Копейщик споро раздел мужика, уложил на лавку, пристегнул руки-ноги ремешками. Махоня неторопливо вынул из кадки розгу, протащил ее сквозь сжатую ладонь, покачал в воздухе, словно примеряясь, и без замаха, будто вполсилы, стеганул по напряженной, потной спине. Мужик даже дернуться не успел, но заорал так, что Махоня отступил в удивлении и заглянул ему в лицо.

— Больноть? — спросил он ласково.

— Дюжа… — простонал сквозь зубы мужик.

— Далей полегчей будя, — так же ласково сказал Махоня и снова полосанул через спину розгой.

Пока он высек первых пятерых, явилось еще человек тридцать. Расселись по лавкам, угрюмо, безмолвно, как перед покойником. Изредка кто-нибудь вышепчет: «О, господи Исусе Христе…» — торопливо перекрестится и опять уткнет бороду в кафтан.
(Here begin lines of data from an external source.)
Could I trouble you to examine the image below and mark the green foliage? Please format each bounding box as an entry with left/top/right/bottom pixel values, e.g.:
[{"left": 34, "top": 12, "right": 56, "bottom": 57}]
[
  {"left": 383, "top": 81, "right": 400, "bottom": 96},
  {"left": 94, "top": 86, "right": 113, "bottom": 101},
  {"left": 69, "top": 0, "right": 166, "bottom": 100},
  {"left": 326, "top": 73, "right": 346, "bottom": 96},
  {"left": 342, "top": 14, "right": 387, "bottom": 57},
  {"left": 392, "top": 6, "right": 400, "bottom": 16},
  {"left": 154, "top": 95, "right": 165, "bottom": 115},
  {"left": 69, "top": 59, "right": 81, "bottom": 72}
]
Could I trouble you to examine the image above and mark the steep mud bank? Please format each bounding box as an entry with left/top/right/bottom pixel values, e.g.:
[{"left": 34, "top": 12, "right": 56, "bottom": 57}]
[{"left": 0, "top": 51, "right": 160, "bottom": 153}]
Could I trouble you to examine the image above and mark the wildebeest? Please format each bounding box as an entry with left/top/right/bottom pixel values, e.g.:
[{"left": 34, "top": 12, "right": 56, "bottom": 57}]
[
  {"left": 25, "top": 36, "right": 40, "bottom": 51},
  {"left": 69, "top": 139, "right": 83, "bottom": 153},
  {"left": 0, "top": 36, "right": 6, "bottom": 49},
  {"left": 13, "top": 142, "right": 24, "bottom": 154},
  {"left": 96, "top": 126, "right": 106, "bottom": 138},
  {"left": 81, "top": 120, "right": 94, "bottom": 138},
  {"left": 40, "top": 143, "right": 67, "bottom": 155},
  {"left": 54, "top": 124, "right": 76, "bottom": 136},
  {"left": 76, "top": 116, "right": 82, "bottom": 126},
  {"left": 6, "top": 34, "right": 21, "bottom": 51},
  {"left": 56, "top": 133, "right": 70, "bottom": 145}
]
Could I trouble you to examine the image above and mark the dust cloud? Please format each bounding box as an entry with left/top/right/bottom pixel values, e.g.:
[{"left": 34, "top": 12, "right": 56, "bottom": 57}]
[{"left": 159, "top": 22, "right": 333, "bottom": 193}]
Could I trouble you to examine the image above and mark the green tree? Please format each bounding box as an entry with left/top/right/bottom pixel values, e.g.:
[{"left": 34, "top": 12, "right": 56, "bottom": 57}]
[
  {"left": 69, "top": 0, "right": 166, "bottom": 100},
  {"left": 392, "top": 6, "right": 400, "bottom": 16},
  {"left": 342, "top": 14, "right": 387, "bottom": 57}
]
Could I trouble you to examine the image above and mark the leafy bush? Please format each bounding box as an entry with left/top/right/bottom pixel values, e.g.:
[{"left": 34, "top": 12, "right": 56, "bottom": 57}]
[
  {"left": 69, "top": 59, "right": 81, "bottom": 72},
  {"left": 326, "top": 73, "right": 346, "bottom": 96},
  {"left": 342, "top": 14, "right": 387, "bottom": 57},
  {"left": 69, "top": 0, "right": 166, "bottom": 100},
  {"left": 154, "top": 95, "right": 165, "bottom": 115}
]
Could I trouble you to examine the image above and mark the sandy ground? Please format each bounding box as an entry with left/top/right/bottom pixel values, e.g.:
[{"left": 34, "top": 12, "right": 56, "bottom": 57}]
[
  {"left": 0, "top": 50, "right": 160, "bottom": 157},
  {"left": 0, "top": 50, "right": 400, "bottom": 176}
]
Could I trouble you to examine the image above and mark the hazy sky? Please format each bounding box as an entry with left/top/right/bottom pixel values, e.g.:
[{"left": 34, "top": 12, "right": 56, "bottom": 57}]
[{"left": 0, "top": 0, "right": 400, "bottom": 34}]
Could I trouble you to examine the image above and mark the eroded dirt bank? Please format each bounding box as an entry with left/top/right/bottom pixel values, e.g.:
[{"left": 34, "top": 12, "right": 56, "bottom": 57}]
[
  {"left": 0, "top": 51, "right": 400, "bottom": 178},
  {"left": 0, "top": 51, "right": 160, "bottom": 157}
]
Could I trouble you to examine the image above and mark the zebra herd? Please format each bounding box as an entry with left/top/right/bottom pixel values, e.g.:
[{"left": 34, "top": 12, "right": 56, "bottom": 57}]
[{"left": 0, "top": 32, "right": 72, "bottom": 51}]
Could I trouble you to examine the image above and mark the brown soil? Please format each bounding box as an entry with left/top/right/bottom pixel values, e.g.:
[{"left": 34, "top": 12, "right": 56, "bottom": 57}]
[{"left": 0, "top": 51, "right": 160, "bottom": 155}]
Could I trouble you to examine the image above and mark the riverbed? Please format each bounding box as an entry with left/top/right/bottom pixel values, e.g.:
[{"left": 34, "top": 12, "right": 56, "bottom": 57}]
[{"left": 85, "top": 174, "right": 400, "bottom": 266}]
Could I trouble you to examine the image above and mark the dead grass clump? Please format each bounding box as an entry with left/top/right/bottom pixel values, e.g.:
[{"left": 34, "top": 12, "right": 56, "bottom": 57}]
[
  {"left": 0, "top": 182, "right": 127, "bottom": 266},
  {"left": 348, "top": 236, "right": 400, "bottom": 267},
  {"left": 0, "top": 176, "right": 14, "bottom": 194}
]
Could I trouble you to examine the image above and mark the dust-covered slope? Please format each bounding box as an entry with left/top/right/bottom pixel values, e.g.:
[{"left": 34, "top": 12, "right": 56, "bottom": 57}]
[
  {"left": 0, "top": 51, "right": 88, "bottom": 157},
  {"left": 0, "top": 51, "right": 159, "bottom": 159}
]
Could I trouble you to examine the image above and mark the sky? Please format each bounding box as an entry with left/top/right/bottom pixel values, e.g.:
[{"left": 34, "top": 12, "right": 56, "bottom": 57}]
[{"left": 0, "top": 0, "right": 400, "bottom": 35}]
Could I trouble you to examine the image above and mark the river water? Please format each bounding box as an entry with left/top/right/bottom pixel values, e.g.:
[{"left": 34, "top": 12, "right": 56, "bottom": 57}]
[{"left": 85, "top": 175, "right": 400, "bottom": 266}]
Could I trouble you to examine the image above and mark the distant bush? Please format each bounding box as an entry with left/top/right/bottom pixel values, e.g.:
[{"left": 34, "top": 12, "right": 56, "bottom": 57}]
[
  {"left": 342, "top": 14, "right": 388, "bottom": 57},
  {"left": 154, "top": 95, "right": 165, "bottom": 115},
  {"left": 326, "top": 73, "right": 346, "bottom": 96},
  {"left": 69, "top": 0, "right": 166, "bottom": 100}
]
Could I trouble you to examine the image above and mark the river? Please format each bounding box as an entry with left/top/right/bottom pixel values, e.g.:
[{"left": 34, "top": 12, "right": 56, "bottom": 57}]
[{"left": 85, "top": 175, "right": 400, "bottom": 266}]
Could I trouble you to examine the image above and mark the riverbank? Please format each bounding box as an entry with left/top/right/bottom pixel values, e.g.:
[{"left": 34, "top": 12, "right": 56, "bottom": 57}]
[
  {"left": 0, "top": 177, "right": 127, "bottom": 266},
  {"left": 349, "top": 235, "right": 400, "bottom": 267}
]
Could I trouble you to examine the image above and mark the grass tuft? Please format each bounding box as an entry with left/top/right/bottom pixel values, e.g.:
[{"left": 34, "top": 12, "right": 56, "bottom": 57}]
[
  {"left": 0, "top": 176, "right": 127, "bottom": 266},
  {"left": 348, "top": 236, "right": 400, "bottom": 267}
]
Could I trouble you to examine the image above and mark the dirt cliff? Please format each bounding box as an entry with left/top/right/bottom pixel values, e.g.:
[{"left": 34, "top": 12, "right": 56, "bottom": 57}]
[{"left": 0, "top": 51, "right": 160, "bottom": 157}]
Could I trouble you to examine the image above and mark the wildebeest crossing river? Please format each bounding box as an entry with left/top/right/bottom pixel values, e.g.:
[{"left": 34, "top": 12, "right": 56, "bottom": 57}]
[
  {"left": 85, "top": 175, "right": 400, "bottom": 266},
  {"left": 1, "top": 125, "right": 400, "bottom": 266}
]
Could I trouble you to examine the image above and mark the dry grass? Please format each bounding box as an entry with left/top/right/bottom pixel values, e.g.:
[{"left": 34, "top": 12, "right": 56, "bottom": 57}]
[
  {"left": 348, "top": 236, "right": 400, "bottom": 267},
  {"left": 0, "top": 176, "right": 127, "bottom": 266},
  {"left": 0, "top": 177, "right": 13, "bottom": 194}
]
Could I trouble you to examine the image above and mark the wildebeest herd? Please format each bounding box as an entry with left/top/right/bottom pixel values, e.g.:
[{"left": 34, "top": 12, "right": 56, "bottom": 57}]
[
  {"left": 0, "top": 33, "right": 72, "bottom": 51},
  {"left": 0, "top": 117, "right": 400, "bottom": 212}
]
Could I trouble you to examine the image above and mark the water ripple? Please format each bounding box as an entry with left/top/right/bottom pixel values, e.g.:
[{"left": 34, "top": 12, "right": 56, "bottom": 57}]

Махоня лоснится от пота, хекает в каждый удар — надрывно, как стонет, с руки срываются при каждом ударе брызги пота и падают на иссеченную спину, въедаясь солью в багровые извивы.

Подошел к Махоне один с крестом на лбу — пот с бороды ручейком…

— Хочь перемена, — обрадовался Махоня, увидев крест. — Дай-кось мне плеть, — сказал он копейщику.

Копейщик подал ему плеть, Махоня стал разминать ее, подбадривая вконец потерявшегося мужика:

— Не бось, родимай! Плетка — она мягчей розги! Плетка рвет, а рваное быстрей гоится! Что ж ты укоил, что плети схлопотал?

— Коня загнал.

— За коня от бога болей выпало бы! Легко отделаешься, родимай, за грех такой великий! В раю будешь, помянешь Махоню добрым словом.

После трех ударов мужик запросился:

— Погодь, Махоня! Мочи нет…

— Чего ж годеть? — сказал ему ласково Махоня. — Эвон у меня яшо сколь страдальцев! До полуночи не управлюсь. И со счету ты меня сбил, родимай, — сокрушился Махоня. — Чтоб ни богу в обиду, ни тебе, почну сызнова.

9

Басманов после вечернего осмотра войска, на который он ездил с Горенским и третьим воеводой князем Оболенским, решил заглянуть к Махоне, посмотреть на его работу. Горенский подумал было отказаться и поехать выспаться перед завтрашним походом, но почему-то не посмел. Он чувствовал себя перед Басмановым как-то неуверенно — то ли оттого, что впервые шел вместе с ним в больших воеводах, то ли от страха перед ним?! Исходила от Басманова какая-то сила, которой Горенский не понимал, но которую чувствовал на себе, чувствовал ее жестокость и властность, и потому не решился противиться ей.